0

I initialized the Scanner class object in this manner:

Scanner scanner = new Scanner(new File("data.txt"),"utf-8");  

When i try to read a file with chars like ç or é, scanner.hasNextLine() returns false, scanner don't read nothing.

I tried to use "iso-8859-1". And file reading was successful. But file is UTF-8 file and chars like 'ç' are displayed as "ç".

Please help me solve the problem and make the program properly read and display UTF-8 characters.

HackPack
  • 11
  • 1
  • 4

2 Answers2

0

specify encoding while writing the UTF-8 encoded text

new String(scanner.next().getBytes(), Charset.forName("UTF-8"))

To get the complete line, specify delimiter in Scanner

scanner.useDelimiter("\n");
Saravana
  • 12,647
  • 2
  • 39
  • 57
  • scanner.next() returns a String already why would we need to do that? – Nicolas Filotto May 12 '16 at 10:37
  • From docs `Constructs a new String by decoding the specified array of bytes using the specified Charset.` – Saravana May 12 '16 at 11:34
  • You convert a String into String, it doesn't make any sense.
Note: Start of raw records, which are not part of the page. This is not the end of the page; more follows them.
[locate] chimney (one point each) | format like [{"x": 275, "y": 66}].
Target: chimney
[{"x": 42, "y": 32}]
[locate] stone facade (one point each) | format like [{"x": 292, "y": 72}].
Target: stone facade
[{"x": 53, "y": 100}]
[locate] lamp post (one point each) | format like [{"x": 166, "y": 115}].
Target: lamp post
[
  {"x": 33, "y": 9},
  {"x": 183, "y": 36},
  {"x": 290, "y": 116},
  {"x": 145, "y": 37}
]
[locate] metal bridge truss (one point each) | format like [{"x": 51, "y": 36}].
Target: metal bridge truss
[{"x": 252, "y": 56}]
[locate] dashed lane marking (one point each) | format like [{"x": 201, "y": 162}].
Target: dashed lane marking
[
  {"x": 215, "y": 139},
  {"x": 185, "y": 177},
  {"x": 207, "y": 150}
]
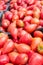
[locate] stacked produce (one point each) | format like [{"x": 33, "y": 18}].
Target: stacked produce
[{"x": 21, "y": 32}]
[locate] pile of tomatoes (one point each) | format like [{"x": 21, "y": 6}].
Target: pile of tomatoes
[{"x": 21, "y": 32}]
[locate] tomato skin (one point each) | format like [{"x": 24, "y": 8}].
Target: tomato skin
[
  {"x": 36, "y": 12},
  {"x": 20, "y": 23},
  {"x": 12, "y": 56},
  {"x": 35, "y": 21},
  {"x": 21, "y": 32},
  {"x": 38, "y": 34},
  {"x": 30, "y": 53},
  {"x": 40, "y": 48},
  {"x": 12, "y": 25},
  {"x": 41, "y": 14},
  {"x": 3, "y": 39},
  {"x": 30, "y": 27},
  {"x": 41, "y": 22},
  {"x": 35, "y": 42},
  {"x": 15, "y": 18},
  {"x": 1, "y": 28},
  {"x": 8, "y": 47},
  {"x": 8, "y": 15},
  {"x": 29, "y": 13},
  {"x": 9, "y": 64},
  {"x": 27, "y": 38},
  {"x": 21, "y": 59},
  {"x": 36, "y": 59},
  {"x": 22, "y": 48},
  {"x": 27, "y": 19},
  {"x": 5, "y": 23},
  {"x": 4, "y": 59}
]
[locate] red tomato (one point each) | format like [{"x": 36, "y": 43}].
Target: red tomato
[
  {"x": 41, "y": 22},
  {"x": 1, "y": 28},
  {"x": 8, "y": 47},
  {"x": 13, "y": 56},
  {"x": 22, "y": 48},
  {"x": 21, "y": 59},
  {"x": 15, "y": 18},
  {"x": 9, "y": 64},
  {"x": 35, "y": 42},
  {"x": 35, "y": 21},
  {"x": 41, "y": 13},
  {"x": 36, "y": 59},
  {"x": 4, "y": 59},
  {"x": 8, "y": 15},
  {"x": 5, "y": 23},
  {"x": 27, "y": 38},
  {"x": 38, "y": 34},
  {"x": 40, "y": 48},
  {"x": 27, "y": 19},
  {"x": 3, "y": 39},
  {"x": 20, "y": 23},
  {"x": 30, "y": 27}
]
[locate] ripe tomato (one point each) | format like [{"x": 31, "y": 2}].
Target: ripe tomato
[{"x": 3, "y": 39}]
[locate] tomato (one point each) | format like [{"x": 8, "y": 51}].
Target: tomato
[
  {"x": 27, "y": 19},
  {"x": 21, "y": 59},
  {"x": 36, "y": 12},
  {"x": 1, "y": 28},
  {"x": 35, "y": 21},
  {"x": 4, "y": 59},
  {"x": 41, "y": 22},
  {"x": 41, "y": 13},
  {"x": 40, "y": 48},
  {"x": 5, "y": 23},
  {"x": 9, "y": 64},
  {"x": 22, "y": 48},
  {"x": 13, "y": 56},
  {"x": 38, "y": 34},
  {"x": 36, "y": 59},
  {"x": 20, "y": 23},
  {"x": 30, "y": 27},
  {"x": 8, "y": 15},
  {"x": 27, "y": 38},
  {"x": 15, "y": 18},
  {"x": 35, "y": 42},
  {"x": 3, "y": 39},
  {"x": 8, "y": 47}
]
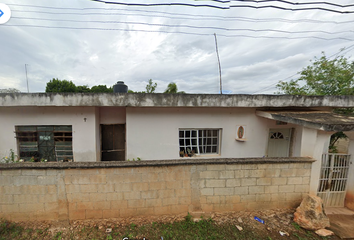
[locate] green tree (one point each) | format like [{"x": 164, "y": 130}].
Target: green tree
[
  {"x": 56, "y": 85},
  {"x": 323, "y": 77},
  {"x": 151, "y": 87},
  {"x": 9, "y": 90},
  {"x": 83, "y": 89},
  {"x": 101, "y": 89},
  {"x": 172, "y": 88}
]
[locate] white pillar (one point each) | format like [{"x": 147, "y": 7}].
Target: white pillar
[
  {"x": 349, "y": 197},
  {"x": 320, "y": 147}
]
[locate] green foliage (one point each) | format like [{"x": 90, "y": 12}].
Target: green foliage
[
  {"x": 11, "y": 158},
  {"x": 323, "y": 77},
  {"x": 56, "y": 85},
  {"x": 151, "y": 87},
  {"x": 101, "y": 89},
  {"x": 172, "y": 88},
  {"x": 83, "y": 89},
  {"x": 9, "y": 90}
]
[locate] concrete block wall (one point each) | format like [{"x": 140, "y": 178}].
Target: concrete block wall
[
  {"x": 253, "y": 186},
  {"x": 72, "y": 194}
]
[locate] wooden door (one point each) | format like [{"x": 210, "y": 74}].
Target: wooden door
[{"x": 113, "y": 142}]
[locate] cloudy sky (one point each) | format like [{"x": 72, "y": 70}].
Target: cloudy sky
[{"x": 93, "y": 43}]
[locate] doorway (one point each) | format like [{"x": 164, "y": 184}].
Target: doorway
[
  {"x": 113, "y": 142},
  {"x": 333, "y": 179}
]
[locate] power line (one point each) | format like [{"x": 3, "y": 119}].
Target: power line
[
  {"x": 220, "y": 7},
  {"x": 177, "y": 32},
  {"x": 193, "y": 16},
  {"x": 297, "y": 3},
  {"x": 183, "y": 26}
]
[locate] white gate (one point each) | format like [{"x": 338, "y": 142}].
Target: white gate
[{"x": 333, "y": 179}]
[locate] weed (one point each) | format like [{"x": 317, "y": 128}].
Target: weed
[
  {"x": 58, "y": 236},
  {"x": 296, "y": 226},
  {"x": 188, "y": 218}
]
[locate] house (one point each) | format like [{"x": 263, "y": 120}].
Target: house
[{"x": 183, "y": 127}]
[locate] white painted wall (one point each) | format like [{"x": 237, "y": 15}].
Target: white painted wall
[
  {"x": 112, "y": 115},
  {"x": 152, "y": 133},
  {"x": 319, "y": 140},
  {"x": 84, "y": 135},
  {"x": 349, "y": 201}
]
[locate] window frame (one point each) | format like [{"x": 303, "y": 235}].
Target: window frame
[
  {"x": 59, "y": 137},
  {"x": 202, "y": 142}
]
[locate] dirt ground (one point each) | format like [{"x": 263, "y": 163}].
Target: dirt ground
[{"x": 278, "y": 224}]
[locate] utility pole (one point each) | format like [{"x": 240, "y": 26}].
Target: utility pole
[
  {"x": 217, "y": 54},
  {"x": 26, "y": 77}
]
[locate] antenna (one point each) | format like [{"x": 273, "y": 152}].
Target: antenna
[
  {"x": 26, "y": 77},
  {"x": 217, "y": 54}
]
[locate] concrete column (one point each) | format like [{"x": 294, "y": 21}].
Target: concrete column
[
  {"x": 349, "y": 197},
  {"x": 319, "y": 145}
]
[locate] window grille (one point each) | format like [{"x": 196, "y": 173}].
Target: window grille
[
  {"x": 51, "y": 143},
  {"x": 199, "y": 141}
]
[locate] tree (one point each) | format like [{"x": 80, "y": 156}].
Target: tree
[
  {"x": 9, "y": 90},
  {"x": 83, "y": 89},
  {"x": 151, "y": 87},
  {"x": 56, "y": 85},
  {"x": 172, "y": 88},
  {"x": 101, "y": 89},
  {"x": 323, "y": 77}
]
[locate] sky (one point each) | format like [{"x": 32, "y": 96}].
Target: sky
[{"x": 94, "y": 43}]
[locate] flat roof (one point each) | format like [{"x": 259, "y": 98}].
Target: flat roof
[
  {"x": 321, "y": 120},
  {"x": 171, "y": 100}
]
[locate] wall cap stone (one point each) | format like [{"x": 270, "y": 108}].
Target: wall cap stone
[
  {"x": 152, "y": 163},
  {"x": 170, "y": 100}
]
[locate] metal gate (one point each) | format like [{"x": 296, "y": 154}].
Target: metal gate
[{"x": 333, "y": 179}]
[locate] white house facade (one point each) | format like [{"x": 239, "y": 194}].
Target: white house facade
[{"x": 124, "y": 126}]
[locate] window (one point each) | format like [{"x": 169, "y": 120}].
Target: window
[
  {"x": 277, "y": 135},
  {"x": 198, "y": 141},
  {"x": 51, "y": 143}
]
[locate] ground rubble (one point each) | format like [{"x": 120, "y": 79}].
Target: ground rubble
[{"x": 277, "y": 222}]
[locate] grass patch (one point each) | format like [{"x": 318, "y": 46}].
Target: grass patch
[{"x": 187, "y": 229}]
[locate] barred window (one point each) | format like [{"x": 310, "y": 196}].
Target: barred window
[
  {"x": 51, "y": 143},
  {"x": 199, "y": 141}
]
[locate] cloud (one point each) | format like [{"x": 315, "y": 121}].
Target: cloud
[{"x": 252, "y": 60}]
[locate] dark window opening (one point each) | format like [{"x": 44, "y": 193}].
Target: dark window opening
[{"x": 45, "y": 143}]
Moreover you don't do it properly because getBytes() use the default encoding so let's say that it is ISO-8858-1, it will serialize the String in ISO-8859-1, then deserialize the result in UTF-8 which cannot simply work – Nicolas Filotto May 12 '16 at 11:42
  • In the `scanner` the input encoding has given has `UTF-8` that's why while decoding I have constructed it as `UTF-8` String – Saravana May 12 '16 at 11:57
0

Use:

new String(scanner.next().getBytes("UTF-8"), Charset.forName("UTF-8"))